Em Vento de queimada, a paisagem cerratense está presente de forma não romantizada, ufanista. Muito pelo contrário, ela é retratada em sua aridez, o que lembra os romances regionalistas dos anos 30 que lidavam com a seca do sertão nordestino, porém contendo em si toda a violência e tensão sexual que infesta as páginas do romance. Num determinado trecho, Leones descreve um ônibus dando ao automóvel ares animalescos: “o veículo urrando a cada troca de marcha, engasgando aqui e ali, uma monstruosidade enferrujada e disentérica a resmungar que pode morrer a qualquer momento” – e o que pode ser visto de suas janelas é uma “paisagem, algo que lhe parece remexido e arreganhado feito uma cama de puteiro”. O mesmo vale para humanos. Uma das passageiras desse calhambeque caindo aos pedaços chama a atenção por seu aspecto enfermo: “a magreza da mulher, tão descolorida quanto a cidade que adentram, o rosto encovado, a aparência doentia, a boca pequena e ressecada”.

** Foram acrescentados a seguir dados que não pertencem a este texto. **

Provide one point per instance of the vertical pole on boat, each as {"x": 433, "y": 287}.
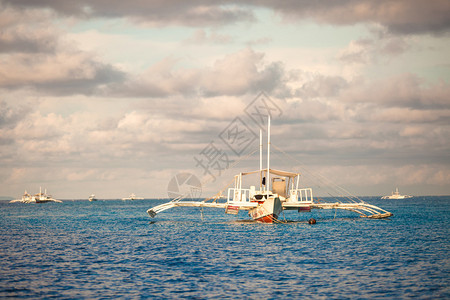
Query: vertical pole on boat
{"x": 268, "y": 157}
{"x": 260, "y": 160}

Uma característica marcante de Vento de queimada é a oralidade dos personagens. Como num bom noir, o romance é marcado por diálogos. E, neste que talvez seja o seu romance mais explicitamente e conscientemente goiano, o autor recorre ao “goianês” (o que pode ser constatado especialmente nos personagens Velho e Abner), usando gírias e expressões marcadas por uma grafia peculiar que pode soar estranha (estrangeira) aos não goianos. Tudo sem afetação e com muita naturalidade.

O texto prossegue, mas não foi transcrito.